In this study, we employ an innovative multi-omics integration strategy to explore and screen for high-potential candidate biomarkers for CAG diagnosis, aiming to elucidate the core molecular mechanisms underlying the progression from AGA to CGA. The research design and data analysis workflow is shown in Figure 1. We performed a cross-sectional analysis of serum samples from healthy controls (n = 28), AGA patients (n = 31), and CGA patients (n = 14) that integrated emerging high-depth data-independent acquisition (DIA) proteomics with non-targeted metabolomics. A differential analysis was then used to identify the dynamic molecular profiles and CGA-specific biomarkers. Through Kyoto Encyclopedia of Genes and Genomes (KEGG) pathway enrichment, Spearman correlation analysis, and Gene Ontology (GO) functional annotation, we constructed protein–metabolite interaction networks to uncover the core regulatory mechanisms of gout chronicity. This multi-omics integration provides a novel framework for understanding CGA progression and identifying potential therapeutic targets.

2. Materials and Methods

2.1. Reagents and Materials

The liquid chromatography–mass spectrometry (LC-MS) grade methanol, acetonitrile, and formic acid were obtained from Thermo Fisher Scientific (Waltham, MA, USA). The dithiothreitol, iodoacetamide, trifluoroacetic acid, ammonium bicarbonate, and triethylammonium bicarbonate buffer were purchased from Sigma-Aldrich (Shanghai, China). Urea was sourced from the Sinopharm Group (Shanghai, China). The MS-grade trypsin was acquired from Promega Biotech (Beijing, China). The Bradford protein quantification kit was supplied by Beyotime Biotechnology (Shanghai, China). The ProteoMiner™ kit was obtained from Bio-Rad Laboratories (Hercules, CA, USA) for low-abundance protein enrichment. The LC-MS grade water was procured from Thermo Fisher Scientific.

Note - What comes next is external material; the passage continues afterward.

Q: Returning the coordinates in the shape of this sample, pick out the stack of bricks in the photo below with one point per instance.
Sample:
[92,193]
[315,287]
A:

2.2. Blood Sample Collection

Peripheral venous blood samples were collected from 28 healthy controls, 31 AGA patients, and 14 CGA patients at the Rheumatology Department of the Air Force Medical Center using vacuum tubes. All participants fasted overnight prior to blood collection. Patient classification was confirmed by clinicians based on the diagnostic criteria. After a 30 min clotting period at room temperature, samples were centrifuged at 3500× g for 10 min. Serum aliquots were flash-frozen in liquid nitrogen and stored at −80 °C for the subsequent proteomic and metabolomic analyses. This research received approval from the Air Force Medical Center’s ethics committee and adhered to the principles of the 1964 Helsinki Declaration. Written informed consent was obtained from all participants.

2.3. Proteomic Analysis

Serum samples underwent high-abundance protein depletion using the Bio-Rad ProteoMiner™ enrichment kit (Bio-Rad Laboratories, Inc., Hercules, CA, USA) to enhance low-abundance species detections. Protein concentrations were subsequently determined using the Bradford assay kit (Bio-Rad, Hercules, CA, USA). Aliquots that contained 30 μg of protein were diluted in a dissolution buffer (8 M urea, 100 mM triethylammonium bicarbonate, pH 8.5) to a final volume of 100 μL. Trypsin was added with a 100 mM TEAB buffer, and digestion proceeded at 37 °C for 4 h. Additional trypsin was supplemented for overnight digestion. Reactions were terminated using 0.1% formic acid followed by centrifugation at 12,000× g for 5 min to remove precipitates. Supernatants were desalted using C18 solid-phase extraction columns. The eluate was lyophilized and reconstituted in 10 μL of 0.1% formic acid. After centrifugation at 14,000× g for 20 min, the supernatant was collected for the LC-MS analysis.
Chromatographic separation was performed using a Vanquish Neo ultra-high performance liquid chromatography (UHPLC) system coupled to an Orbitrap Astral mass spectrometer (Thermo Scientific, Waltham, MA, USA). Samples were loaded onto a PepMap C18 trap column (5 mm × 300 μm, 5 μm) and separated on a PepMap Neo ES906 analytical column (150 μm × 15 cm, 2 μm) (Thermo Scientific, Waltham, MA, USA) and maintained at 50 °C. The mobile phases consisted of (A) 0.1% formic acid in water and (B) 0.1% formic acid in 80% acetonitrile. A gradient elution program was employed with the following variable flow rates: initial conditions of 4% B at 2.5 μL/min transitioning to 8% B over 0.3 min while decreasing the flow to 1.5 μL/min; then, from 0.3 to 7.5 min, phase B increased to 22.5% at a constant flow (1.5 μL/min). This was followed by a rise to 35% B from 7.5 to 12.2 min. The gradient then progressed to 55% B over 0.4 min (12.2–12.6 min) while increasing the flow to 2.5 μL/min, followed by a rapid increase to 99% B over 0.4 min (12.6–13.0 min), maintained for 0.7 min (13.0–13.7 min) at 2.5 μL/min. The mass spectrometric analysis utilized data-independent acquisition (DIA) in positive ion mode. Full MS1 scans covered m/z 380–980 at a 240,000 resolution, while the DIA scans employed 300 variable isolation windows across m/z 150–2000 at an 80,000 resolution with higher-energy collisional dissociation (HCD) fragmentation.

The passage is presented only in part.